Mais recentemente, resultados das pesquisas indicam que a discussão entre rotativo ou contínuo tem importância secundária e perdeu sua relevância.
O que tem ficado cada vez mais evidente é que cada método tem suas vantagens e desvantagens, e consequentemente, situações em que serão mais ou menos adequados.
Na lotação continua, que por definição é a que dá ao rebanho acesso irrestrito à toda área da pastagem por um longo período de tempo (uma determinada época do ano ou o ano todo), os animais podem ser mais seletivos no pastejo. A frequência e intensidade em que irão pastejar cada área da pastagem é normalmente o resultado da taxa de lotação praticada. Se a taxa de lotação for baixa, isso gera um pasto mais desuniforme, além de não garantir períodos conhecidos de descanso nas diferentes áreas e porções da pastagem. É importante compreender que a lotação continua é um método de pastejo no qual idealmente deveriam se estabelecer variáveis de monitoramento (por exemplo, a altura do pasto) que deveriam permanecer sempre numa faixa ótima para plantas e animais, o que se consegue variando a taxa de lotação.

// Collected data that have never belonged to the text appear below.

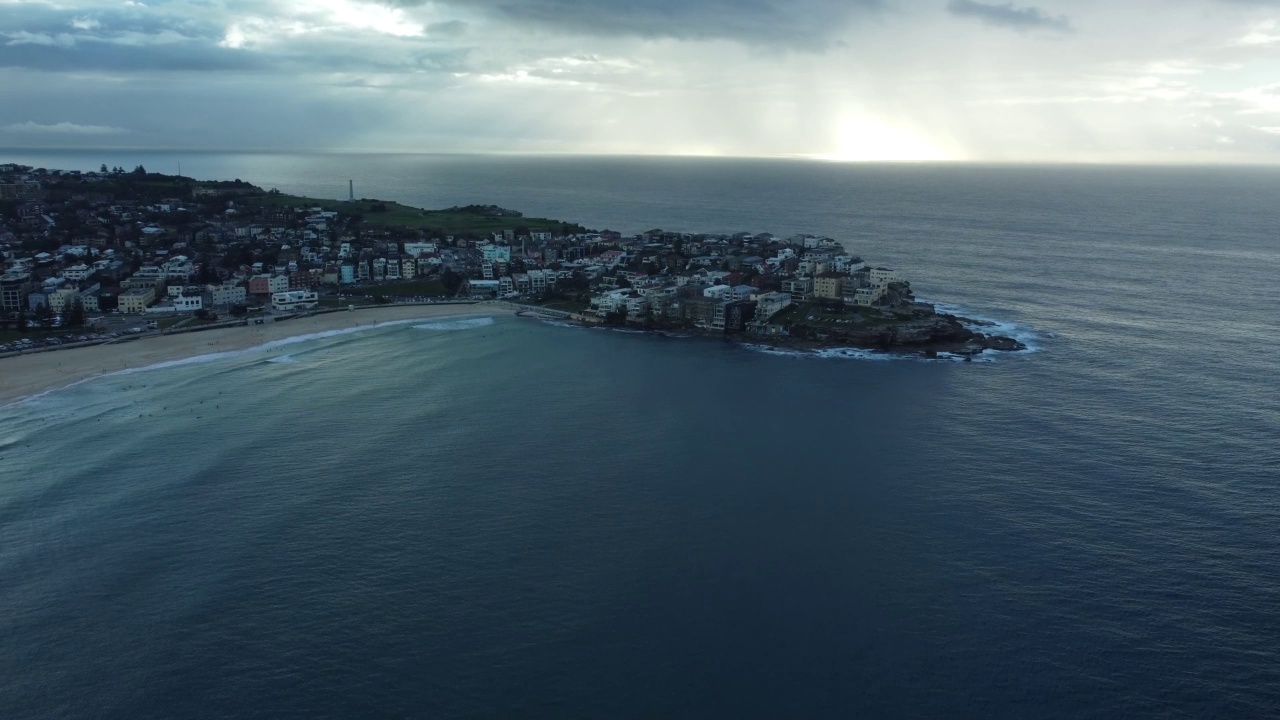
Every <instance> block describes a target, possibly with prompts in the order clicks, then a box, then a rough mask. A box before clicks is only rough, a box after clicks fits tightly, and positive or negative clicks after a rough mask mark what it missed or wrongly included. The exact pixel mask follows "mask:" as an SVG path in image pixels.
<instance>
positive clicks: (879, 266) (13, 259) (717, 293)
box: [0, 164, 1024, 402]
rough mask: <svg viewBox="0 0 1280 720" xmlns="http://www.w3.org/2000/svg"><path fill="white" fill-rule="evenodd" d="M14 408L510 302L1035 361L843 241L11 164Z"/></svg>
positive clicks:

Em contraste com essa proposta, o que normalmente se denomina no Brasil como sendo pastejo contínuo, é uma situação em que lotes de animais são alocados a áreas de pasto, sem que haja qualquer monitoramento ou controle do processo de desfolhação, com óbvios prejuízos ao sistema, frequentemente incluindo baixos ganhos por animal e por área, além de comprometer a estabilidade do pasto, ora com excesso, ora com falta de forragem. Sistemas assim são caracterizados por baixa profissionalização e baixa viabilidade.
Quando corretamente conduzidos, no entanto, sistemas de produção que incluem a lotação contínua podem ser altamente produtivos, com potenciais vantagens em relação ao rotativo, incluindo menor necessidade de investimento em infraestrutura e menos trabalho no manejo dos animais, já que não necessita da troca constante de piquetes.

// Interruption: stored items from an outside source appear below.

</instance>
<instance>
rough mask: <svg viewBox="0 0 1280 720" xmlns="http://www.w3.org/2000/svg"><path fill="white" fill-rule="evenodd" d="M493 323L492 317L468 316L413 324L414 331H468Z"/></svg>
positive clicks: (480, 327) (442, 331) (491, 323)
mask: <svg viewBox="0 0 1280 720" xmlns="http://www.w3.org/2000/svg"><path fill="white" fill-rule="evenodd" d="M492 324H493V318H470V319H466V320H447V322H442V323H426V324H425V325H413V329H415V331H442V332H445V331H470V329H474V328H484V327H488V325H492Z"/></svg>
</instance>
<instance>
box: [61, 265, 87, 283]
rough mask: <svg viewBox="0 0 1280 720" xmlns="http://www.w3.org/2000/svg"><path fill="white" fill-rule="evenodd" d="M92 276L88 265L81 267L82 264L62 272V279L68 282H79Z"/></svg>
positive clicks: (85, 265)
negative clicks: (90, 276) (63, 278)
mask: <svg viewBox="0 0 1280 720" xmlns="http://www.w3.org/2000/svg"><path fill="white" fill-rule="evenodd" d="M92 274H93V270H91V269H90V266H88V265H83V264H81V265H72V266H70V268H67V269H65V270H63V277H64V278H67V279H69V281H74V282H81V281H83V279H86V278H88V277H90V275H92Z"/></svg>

A lotação intermitente, rotativa, ou como é mais comumente denominada no país, pastejo rotacionado (curiosidade: "rotacionado" é uma palavra que não existe), é o método de pastejo que tem sido mais preconizado na atualidade. Para muitos, é considerado sinônimo de intensificação dos sistemas de produção, apesar disso não ser uma verdade absoluta.
O pastejo rotativo é definido pelo fato de que duas ou mais subdivisões das áreas de pastagens, normalmente chamadas piquetes, são alternadas em períodos de ocupação e de descanso, para a rebrotação das plantas. Além da alternância de ocupação e descanso, a principal diferença da lotação rotativa em relação à contínua é o fato de que na rotativa o período de descanso é conhecido e garantido pelo ciclo de pastejo (dias de ocupação + dias de descanso). Na contínua, a frequência com que uma planta ou uma porção do pasto é desfolhada é desconhecida e depende de uma série de fatores, dentre eles o hábito de pastejo dos animais e a taxa de lotação.
Assim como pode ocorrer com a lotação contínua, a rotativa também pode levar à degradação da pastagem por sobre ou subpastejo (Figura 1), o que por vezes tem sido observado no Brasil em função da associação de adubações com a subdivisão das pastagens em "módulos rotacionados”, sem a correta adequação no número de animais para promover o consumo da maior quantidade de forragem acumulada. O pastejo rotativo por si só, não significa intensificação e nem é garantia de melhor manejo da pastagem.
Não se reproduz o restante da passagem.